Ebenso verborgen geblieben sein wird dem Amtsgericht die Entscheidung
OLG Stuttgart, Urt. v. 30.12.10 Az. 2 U 94/10, juris, die anhand der Rechtsprechung des BGH belegt, dass die gesetzliche Regelung dem grundversorgten Kunden Anbieterwechsel und Billigkeitskontrolle als gleichwertige Alternativen eröffnet.
BGH, Urt. v. 15.07.09 VIII ZR 56/08 Rn. 36:
Im Gesamtzusammenhang gewährleisten die Vorschriften damit, dass dem Grundversorgungskunden im Falle einer Preisänderung zwei Alternativen offen stehen. Er kann entweder am Vertrag festhalten und die Preisänderung gemäß § 315 BGB auf ihre Billigkeit hin überprüfen lassen. Oder er kann sich spätestens gleichzeitig mit dem Wirksamwerden der Preisänderung vom Vertrag lösen und den Anbieter wechseln.

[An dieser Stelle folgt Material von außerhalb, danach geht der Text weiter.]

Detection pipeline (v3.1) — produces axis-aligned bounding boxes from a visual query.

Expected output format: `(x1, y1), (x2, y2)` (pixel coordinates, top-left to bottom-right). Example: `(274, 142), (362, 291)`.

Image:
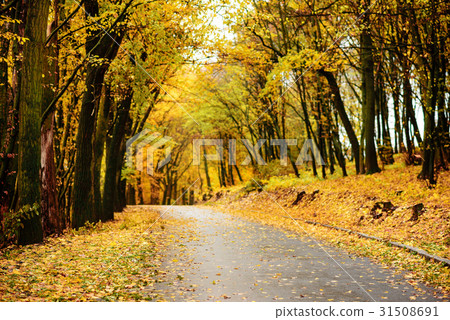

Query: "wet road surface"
(150, 206), (441, 302)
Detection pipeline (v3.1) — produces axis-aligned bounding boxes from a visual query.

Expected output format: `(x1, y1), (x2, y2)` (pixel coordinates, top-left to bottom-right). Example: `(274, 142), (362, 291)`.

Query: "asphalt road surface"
(150, 206), (442, 302)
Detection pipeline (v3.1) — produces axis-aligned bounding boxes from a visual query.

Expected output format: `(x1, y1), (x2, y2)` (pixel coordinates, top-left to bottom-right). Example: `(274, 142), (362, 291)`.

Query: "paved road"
(151, 206), (441, 302)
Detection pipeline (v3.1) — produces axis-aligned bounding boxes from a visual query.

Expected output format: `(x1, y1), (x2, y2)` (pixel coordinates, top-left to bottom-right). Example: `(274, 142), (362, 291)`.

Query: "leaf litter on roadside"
(0, 207), (169, 301)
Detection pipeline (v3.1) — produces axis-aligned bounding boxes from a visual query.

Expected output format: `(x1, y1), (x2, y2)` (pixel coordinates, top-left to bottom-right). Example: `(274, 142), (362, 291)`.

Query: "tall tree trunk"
(403, 104), (412, 155)
(360, 2), (380, 174)
(296, 79), (318, 176)
(418, 74), (437, 184)
(102, 91), (132, 221)
(323, 98), (347, 176)
(234, 164), (243, 182)
(225, 136), (235, 185)
(71, 64), (105, 227)
(403, 76), (422, 146)
(378, 80), (394, 164)
(418, 16), (438, 184)
(71, 0), (123, 228)
(93, 84), (112, 221)
(392, 74), (403, 153)
(17, 0), (51, 244)
(327, 135), (335, 175)
(41, 15), (61, 236)
(220, 157), (227, 187)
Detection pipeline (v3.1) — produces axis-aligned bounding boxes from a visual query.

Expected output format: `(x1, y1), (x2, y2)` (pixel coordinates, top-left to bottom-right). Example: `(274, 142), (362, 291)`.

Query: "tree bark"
(17, 0), (51, 244)
(360, 3), (380, 174)
(102, 91), (132, 221)
(93, 84), (112, 221)
(40, 12), (62, 236)
(71, 0), (123, 228)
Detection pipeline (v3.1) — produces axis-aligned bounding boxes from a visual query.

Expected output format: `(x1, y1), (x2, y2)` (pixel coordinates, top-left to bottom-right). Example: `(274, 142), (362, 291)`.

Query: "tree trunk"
(327, 135), (335, 175)
(102, 91), (132, 221)
(0, 11), (13, 210)
(360, 4), (380, 174)
(0, 17), (9, 154)
(40, 14), (62, 236)
(392, 75), (403, 153)
(166, 170), (173, 205)
(189, 190), (194, 205)
(435, 33), (449, 169)
(418, 37), (438, 183)
(71, 63), (105, 227)
(172, 177), (178, 204)
(296, 82), (318, 176)
(137, 175), (144, 204)
(181, 188), (186, 205)
(17, 0), (51, 244)
(203, 147), (211, 190)
(118, 172), (127, 211)
(93, 84), (112, 220)
(318, 70), (360, 174)
(234, 164), (243, 182)
(403, 76), (422, 146)
(126, 183), (136, 205)
(71, 0), (124, 228)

Für die Billigkeit der Preisänderungen stützte sich das Gericht auf das sachverständige Zeugnis eines Wirtschaftsprüfers, der im Auftrag des Versorgers die Preisänderungen außerhalb des Prozesses untersucht haben soll. Diesen hatte das Unternehmen wohl selbst gewählt, beauftragt und bezahlt.
Das Gericht verweigerte der beklagten Partei den Gegenbeweis durch Einholung eines gerichtlichen Sachverständigengutachtens, weil der Versorger hierfür Daten hätte offen legen müssen, die grundgesetzlich geschützte Betriebsgeheimnisse darstellen.
Dabei hat das Gericht jedenfalls die Möglichkeiten verkannt, die ermöglichen, dass solche Daten nur dem vom Gericht bestellten, zur Verschwiegenheit verpflichteten Sachverständigen und dem Gericht zur Kenntnis gelangen.
Es erscheint möglich, dass das Gericht hierdurch gegen die Grundsätze eines fairen Verfahrens und der Waffengleichheit verstoßen hat, die Entscheidung deshalb insgesamt auch auf diesem Makel gründet.